HIMSS infographic illustrates the state of mobile technologies in healthcare.
Today, HIMSS Analytics released its 3rd Annual Mobile Survey, which examines the mHealth landscape and examines the use of mobile devices in provider patient care improvement initiatives.
The Survey, which reflects the responses of 298 respondents from more than 650 U.S. hospitals, offers examples of progress made and hurdles providers face when integrating mobile technologies into their facilities to improve patient care. Though many providers are still early in their adoption/implementation of mobile technology, respondents indicated that the top benefit to having mobile tech in facilities is increased access to patient information, and the ability to view data from a remote location. Funding limitations top the list for barriers.
Questions in this year’s study were modified to align with the 6 areas of the mHIMSS Roadmap, which include:
- Legal & Policy
- Privacy & Security
- New Care Models
- ROI & Payment
- Standards & Interoperability
The infographic below provides a visual representation of key results from the 3rd Annual Mobile Health Survey.
Key Findings Summary
Legal & Policy
- 59 percent have a mobile technology plan.

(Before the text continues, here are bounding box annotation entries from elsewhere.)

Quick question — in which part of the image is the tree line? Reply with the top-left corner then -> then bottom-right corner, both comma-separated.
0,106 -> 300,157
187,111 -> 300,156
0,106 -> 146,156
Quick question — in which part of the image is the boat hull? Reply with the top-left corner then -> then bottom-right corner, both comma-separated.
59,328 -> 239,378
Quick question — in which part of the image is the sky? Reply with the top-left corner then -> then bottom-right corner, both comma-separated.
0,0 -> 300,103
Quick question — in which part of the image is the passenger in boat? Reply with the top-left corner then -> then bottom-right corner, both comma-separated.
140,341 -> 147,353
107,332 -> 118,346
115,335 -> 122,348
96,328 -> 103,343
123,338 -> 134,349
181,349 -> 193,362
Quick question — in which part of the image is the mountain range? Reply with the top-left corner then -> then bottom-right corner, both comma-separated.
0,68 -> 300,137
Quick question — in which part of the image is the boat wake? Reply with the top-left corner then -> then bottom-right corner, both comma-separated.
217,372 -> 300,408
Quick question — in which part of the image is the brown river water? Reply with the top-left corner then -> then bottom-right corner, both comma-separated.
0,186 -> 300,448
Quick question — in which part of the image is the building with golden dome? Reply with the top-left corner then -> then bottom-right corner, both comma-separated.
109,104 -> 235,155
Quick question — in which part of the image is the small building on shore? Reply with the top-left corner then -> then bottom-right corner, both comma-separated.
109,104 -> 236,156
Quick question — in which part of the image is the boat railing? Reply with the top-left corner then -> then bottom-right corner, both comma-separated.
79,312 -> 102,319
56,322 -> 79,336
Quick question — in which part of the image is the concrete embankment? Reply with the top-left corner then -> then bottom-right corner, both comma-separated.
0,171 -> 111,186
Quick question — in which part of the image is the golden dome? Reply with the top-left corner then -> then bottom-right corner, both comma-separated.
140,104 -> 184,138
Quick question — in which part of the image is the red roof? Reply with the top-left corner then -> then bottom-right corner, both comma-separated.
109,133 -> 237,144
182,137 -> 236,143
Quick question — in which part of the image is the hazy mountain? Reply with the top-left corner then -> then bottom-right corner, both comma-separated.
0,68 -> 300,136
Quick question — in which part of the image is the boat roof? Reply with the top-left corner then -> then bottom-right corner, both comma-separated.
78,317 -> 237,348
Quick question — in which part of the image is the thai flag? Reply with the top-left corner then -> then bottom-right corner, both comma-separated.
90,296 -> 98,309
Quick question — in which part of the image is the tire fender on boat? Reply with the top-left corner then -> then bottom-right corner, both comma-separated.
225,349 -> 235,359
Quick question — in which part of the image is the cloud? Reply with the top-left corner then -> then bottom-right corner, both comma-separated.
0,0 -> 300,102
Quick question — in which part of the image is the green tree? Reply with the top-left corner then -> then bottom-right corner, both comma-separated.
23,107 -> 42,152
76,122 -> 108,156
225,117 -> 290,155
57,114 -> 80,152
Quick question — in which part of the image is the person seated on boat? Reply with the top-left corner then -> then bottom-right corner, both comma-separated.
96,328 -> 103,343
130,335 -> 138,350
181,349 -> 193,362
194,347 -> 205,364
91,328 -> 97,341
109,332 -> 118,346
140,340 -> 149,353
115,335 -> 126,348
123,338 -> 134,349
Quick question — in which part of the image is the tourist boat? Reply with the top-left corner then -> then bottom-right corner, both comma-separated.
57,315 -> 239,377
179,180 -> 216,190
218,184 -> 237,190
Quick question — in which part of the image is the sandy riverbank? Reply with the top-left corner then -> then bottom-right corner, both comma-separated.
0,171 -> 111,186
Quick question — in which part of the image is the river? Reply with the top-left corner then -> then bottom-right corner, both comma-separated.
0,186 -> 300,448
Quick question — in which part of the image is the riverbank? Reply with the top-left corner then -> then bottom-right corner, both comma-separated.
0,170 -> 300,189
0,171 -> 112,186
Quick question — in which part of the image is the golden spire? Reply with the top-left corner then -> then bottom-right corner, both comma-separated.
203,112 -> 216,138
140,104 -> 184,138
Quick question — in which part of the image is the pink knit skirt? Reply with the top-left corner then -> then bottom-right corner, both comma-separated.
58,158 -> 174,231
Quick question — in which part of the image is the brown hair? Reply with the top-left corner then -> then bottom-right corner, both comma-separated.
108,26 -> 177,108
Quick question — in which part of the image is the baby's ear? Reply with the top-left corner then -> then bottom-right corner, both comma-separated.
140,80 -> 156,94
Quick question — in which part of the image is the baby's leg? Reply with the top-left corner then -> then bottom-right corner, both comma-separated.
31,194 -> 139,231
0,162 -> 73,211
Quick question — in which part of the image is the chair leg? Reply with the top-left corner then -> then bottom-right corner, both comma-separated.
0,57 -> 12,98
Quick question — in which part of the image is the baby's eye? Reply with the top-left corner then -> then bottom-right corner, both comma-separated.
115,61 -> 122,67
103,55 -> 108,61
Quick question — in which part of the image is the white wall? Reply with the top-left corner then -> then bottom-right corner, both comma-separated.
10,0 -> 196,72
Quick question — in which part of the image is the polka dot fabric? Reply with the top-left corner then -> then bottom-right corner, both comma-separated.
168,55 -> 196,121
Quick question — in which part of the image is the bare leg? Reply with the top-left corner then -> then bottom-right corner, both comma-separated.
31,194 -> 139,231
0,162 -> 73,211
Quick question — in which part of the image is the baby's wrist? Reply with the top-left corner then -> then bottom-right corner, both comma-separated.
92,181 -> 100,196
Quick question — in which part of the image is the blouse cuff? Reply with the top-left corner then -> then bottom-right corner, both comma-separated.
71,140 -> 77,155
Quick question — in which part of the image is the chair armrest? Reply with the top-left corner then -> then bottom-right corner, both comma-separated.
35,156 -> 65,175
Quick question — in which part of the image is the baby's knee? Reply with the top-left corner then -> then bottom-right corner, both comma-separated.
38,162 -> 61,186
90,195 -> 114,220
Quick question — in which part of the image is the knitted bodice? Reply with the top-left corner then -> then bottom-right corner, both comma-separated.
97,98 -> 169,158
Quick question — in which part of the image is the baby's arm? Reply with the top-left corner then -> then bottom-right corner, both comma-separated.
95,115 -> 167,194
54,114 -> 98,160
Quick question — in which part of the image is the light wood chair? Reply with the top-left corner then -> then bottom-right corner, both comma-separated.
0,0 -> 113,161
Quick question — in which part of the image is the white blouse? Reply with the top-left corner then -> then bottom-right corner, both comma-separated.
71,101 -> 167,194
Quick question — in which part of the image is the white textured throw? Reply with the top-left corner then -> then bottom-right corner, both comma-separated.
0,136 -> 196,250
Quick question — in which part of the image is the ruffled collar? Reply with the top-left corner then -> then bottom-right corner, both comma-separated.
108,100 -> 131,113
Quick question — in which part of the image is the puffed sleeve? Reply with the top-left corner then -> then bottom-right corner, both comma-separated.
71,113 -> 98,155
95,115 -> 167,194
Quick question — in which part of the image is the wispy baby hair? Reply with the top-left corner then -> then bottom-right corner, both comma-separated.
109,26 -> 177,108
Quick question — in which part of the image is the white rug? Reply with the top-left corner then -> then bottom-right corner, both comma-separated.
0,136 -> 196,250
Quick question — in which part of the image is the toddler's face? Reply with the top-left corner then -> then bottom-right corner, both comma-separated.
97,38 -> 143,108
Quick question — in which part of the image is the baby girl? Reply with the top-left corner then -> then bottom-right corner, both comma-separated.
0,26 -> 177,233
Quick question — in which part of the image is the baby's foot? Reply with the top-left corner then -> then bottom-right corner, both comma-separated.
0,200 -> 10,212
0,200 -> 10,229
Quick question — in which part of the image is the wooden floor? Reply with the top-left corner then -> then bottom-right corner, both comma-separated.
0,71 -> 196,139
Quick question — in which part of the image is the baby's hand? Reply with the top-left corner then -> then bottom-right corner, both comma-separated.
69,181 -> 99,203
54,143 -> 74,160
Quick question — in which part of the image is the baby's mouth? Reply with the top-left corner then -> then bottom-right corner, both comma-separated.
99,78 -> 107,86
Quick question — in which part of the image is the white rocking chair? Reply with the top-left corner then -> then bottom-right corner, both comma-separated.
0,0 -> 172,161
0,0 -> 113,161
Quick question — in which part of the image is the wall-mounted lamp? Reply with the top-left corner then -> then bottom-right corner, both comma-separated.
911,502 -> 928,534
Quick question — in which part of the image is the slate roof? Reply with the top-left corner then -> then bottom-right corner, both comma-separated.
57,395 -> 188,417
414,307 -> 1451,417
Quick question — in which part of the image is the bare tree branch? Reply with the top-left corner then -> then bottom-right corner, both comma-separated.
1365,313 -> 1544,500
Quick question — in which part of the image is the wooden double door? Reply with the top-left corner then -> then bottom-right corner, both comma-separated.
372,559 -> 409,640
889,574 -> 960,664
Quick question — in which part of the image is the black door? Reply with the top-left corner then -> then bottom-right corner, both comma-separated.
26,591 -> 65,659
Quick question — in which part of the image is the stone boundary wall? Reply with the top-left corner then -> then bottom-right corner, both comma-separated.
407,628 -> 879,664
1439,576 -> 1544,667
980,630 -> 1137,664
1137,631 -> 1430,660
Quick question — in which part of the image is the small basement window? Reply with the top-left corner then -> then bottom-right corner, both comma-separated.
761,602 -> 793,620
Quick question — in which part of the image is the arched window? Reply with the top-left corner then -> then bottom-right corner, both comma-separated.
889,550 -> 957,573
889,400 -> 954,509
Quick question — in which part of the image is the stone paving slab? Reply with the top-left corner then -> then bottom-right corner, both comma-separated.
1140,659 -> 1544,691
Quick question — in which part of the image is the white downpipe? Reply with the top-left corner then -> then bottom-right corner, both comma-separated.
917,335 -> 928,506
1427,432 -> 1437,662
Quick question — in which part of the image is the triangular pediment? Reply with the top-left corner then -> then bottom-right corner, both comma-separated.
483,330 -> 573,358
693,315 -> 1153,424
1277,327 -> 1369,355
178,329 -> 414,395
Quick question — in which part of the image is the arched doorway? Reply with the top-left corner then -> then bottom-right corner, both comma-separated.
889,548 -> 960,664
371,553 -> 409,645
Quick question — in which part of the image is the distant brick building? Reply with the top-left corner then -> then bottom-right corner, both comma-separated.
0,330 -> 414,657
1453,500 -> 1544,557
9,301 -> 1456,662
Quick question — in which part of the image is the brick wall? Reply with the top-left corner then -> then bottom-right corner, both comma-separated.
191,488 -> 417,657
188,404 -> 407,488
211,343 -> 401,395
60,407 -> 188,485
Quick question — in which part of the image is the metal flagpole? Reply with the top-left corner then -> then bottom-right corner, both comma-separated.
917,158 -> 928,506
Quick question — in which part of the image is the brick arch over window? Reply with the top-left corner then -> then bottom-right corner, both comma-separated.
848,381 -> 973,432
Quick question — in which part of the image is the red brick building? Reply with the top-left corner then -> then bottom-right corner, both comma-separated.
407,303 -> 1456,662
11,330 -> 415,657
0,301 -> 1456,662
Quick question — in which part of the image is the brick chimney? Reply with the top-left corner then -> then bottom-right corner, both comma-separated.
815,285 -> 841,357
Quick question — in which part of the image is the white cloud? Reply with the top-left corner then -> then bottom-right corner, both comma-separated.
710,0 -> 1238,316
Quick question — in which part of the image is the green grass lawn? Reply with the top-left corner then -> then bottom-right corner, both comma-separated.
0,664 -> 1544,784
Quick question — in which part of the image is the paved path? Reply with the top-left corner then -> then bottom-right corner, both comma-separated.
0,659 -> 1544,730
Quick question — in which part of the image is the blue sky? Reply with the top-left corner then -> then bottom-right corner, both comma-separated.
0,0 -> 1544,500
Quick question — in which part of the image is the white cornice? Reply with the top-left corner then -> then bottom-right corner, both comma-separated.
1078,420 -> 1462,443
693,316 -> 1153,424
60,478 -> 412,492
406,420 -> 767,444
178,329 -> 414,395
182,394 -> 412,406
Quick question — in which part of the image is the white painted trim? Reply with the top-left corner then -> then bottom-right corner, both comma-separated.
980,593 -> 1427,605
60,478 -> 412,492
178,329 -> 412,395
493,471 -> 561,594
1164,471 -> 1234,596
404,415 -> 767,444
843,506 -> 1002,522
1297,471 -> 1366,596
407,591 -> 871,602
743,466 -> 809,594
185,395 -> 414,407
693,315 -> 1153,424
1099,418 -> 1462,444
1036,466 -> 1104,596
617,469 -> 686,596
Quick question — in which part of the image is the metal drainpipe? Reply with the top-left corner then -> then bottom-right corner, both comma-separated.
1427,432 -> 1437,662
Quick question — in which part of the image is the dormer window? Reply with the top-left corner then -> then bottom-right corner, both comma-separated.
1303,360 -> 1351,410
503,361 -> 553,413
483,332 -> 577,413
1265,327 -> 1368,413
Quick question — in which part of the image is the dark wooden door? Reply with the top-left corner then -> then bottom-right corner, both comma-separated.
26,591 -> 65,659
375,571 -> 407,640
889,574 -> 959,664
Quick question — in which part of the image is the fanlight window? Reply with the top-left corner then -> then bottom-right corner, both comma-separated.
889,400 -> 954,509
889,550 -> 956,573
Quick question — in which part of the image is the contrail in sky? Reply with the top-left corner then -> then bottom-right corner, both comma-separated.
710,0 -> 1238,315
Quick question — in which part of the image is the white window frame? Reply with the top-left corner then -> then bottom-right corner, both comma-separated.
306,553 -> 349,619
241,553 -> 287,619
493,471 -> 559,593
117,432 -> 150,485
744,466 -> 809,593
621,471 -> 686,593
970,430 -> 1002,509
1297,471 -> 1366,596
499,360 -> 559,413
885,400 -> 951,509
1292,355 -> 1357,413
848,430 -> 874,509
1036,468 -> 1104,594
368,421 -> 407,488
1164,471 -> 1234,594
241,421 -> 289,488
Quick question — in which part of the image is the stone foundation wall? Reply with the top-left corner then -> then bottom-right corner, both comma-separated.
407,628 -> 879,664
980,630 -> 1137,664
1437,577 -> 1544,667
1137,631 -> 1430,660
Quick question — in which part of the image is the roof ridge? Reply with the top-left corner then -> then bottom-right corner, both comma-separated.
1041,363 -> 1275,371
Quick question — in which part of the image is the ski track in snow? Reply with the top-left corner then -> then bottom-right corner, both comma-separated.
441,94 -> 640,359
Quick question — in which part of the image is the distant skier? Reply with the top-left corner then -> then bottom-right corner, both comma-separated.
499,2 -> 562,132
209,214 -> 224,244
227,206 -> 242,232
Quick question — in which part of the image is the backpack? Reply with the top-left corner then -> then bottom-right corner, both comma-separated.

- 29 percent are developing a mobile technology plan.
- HIPAA is the federal legislation that is most likely to impact organizational mHealth environment.
Privacy & Security
- 95 percent use at least one security tool to secure data on mobile devices.
- Passwords are the most widespread security device in place.
New Care Models
- Clinicians are most likely to use technology to support patient care by either:
- Looking up patient information; or
- Looking up non PHI (personal health information).
- For the second consecutive year, pharmacy management topped providers’ lists as the most likely use of mobile technologies, including medication reminders or medication reconciliation.
Technology
- App development is mostly handled by vendors or third party vendors.
- More than half of provider respondents indicate they would expand their use of apps in the future.
- One-third of respondents offer apps for patient/consumer use, up from 14 percent a year ago.
- 62 percent indicated that they offer patients access to at least one of the mobile tools identified in the research, including patient portals, telehealth services and remote monitoring devices.
ROI & Payment
- Just half formally measure ROI related to their mobile technology investments.
- A mere third of respondents evaluate the total cost of ownership as it relates to their mobile strategy.
Standards & Interoperability
- Only 22 percent indicated that three-quarters of the data captured by mobile devices was integrated into the organization’s EMR.
- Most respondents can access data from clinical systems via mobile devices and clinicians are the most like to do this via Internet access using a VPN.
- More than half of the respondents indicate that alerts/notifications from remote monitoring devices are delivered via an EMR/clinical system alert.